U.S. DEPARTMENT OF STATE
Bureau of Consular Affairs
Office of Children’s Issues
February 17, 2010
The Hague Conference on Private International Law has recently released a report on its Intercountry Adoption Technical Assistance Program, based on a visit by the Hague delegate to Nepal in November 2010 (http://www.hcch.net/upload/wop/nepal_rpt09.pdf). This report is based on an independent analysis of Nepal’s inter-country adoption system under its new Terms and Conditions 2008. The report details a number of weaknesses in Nepal’s current system, including the falsification of documents, improper financial gain and lack of a child protection system.
The U.S. Department of State shares many of the concerns outlined in the Hague report. In one of the first cases processed by the Government of Nepal after the revision of the Terms and Conditions, the U.S. Embassy in Kathmandu found that the child in question was not a true orphan and that the child’s biological parents were actively searching for the child.
We caution prospective adoptive parents who have yet to choose a country that the intercountry adoption system in Nepal is not yet reliable.

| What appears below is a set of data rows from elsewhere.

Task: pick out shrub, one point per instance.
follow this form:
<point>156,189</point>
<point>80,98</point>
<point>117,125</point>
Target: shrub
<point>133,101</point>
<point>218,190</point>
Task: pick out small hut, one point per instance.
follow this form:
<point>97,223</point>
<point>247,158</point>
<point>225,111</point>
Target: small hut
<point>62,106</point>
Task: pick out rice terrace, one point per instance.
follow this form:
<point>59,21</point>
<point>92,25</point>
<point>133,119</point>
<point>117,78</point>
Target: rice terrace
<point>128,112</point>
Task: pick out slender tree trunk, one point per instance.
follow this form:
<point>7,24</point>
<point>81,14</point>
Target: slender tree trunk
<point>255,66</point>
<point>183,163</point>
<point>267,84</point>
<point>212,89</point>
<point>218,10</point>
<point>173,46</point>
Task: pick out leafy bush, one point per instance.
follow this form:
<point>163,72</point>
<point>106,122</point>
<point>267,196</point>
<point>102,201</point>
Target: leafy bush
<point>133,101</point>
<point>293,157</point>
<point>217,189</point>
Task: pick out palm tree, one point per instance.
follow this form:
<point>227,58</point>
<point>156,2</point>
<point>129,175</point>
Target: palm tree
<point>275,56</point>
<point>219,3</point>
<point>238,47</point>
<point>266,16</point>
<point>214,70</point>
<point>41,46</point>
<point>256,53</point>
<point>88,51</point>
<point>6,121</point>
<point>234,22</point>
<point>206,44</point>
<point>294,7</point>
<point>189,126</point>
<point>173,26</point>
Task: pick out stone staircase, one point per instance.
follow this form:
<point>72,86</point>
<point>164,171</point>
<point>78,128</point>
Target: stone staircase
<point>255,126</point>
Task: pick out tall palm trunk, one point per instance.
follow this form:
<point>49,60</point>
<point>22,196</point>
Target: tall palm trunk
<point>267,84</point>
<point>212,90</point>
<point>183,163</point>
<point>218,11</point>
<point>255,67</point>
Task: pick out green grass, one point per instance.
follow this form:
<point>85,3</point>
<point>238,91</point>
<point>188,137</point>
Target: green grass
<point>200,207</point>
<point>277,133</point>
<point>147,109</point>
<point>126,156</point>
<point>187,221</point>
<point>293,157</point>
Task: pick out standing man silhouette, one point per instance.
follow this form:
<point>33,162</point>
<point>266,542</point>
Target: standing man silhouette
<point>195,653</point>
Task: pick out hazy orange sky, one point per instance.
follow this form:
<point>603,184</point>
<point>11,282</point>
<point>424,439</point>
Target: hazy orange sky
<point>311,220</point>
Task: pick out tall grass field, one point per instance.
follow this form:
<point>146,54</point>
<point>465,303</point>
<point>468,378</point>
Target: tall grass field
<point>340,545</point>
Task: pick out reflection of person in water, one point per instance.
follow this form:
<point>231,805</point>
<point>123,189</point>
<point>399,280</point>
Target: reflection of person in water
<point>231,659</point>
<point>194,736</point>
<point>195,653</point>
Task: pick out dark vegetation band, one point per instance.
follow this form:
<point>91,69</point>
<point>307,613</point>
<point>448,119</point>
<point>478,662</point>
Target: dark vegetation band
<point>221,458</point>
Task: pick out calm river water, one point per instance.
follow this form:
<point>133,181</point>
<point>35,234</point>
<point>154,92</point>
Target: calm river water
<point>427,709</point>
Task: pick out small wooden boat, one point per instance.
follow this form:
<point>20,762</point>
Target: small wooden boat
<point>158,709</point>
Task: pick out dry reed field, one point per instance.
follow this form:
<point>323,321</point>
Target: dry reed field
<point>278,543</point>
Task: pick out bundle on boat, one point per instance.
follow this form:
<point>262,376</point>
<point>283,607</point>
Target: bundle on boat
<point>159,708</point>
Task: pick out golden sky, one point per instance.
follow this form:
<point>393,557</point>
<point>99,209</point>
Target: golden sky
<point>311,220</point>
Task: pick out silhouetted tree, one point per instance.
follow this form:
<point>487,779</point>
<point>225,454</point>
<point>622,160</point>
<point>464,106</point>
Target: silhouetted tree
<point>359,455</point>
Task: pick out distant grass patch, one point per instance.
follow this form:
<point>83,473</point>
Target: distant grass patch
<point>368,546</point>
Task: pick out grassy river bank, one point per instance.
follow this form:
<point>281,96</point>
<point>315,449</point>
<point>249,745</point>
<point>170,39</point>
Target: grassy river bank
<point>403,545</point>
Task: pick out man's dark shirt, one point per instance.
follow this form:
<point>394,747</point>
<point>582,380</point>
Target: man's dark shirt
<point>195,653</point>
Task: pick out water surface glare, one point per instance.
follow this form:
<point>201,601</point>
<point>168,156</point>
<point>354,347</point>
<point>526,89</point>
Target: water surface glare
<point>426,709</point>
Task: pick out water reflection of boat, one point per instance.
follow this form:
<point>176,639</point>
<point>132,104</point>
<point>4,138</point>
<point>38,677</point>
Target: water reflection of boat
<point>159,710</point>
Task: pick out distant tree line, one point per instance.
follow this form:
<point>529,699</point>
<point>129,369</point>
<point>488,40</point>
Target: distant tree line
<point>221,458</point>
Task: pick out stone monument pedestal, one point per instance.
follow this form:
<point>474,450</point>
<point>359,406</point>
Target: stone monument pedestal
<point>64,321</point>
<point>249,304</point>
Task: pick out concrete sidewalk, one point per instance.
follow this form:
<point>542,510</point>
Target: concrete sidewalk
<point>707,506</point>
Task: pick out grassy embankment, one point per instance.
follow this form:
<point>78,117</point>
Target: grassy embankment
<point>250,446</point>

For prospective adoptive parents who currently have active files at the Ministry of Women, Children and Social Welfare, we remind you that consular officers are required by law to conduct an orphan investigation (I-604) to verify the child's orphan status prior to the issuance of an IR-3 or IR-4 immigrant visa. Depending on the circumstances of a case, this investigation may take up to several months to complete and some matched children may not be found to be adoptable under U.S. immigration law. Prospective adoptive parents should therefore carefully consider whether to file their Form I-600 Petition to Classify an Orphan as an Immediate Relative with the Department of Homeland Security, United States Citizenship and Immigration Services in the U.S. or at the U.S. Embassy in Kathmandu, as the Embassy’s I-604 investigation cannot begin until the I-600 has been filed and the documents have been reviewed by a consular officer.
The U.S. Embassy in Kathmandu continues to meet with officials within the Government of Nepal and work with the Office of Children’s issues to provide updated information to the public as it becomes available.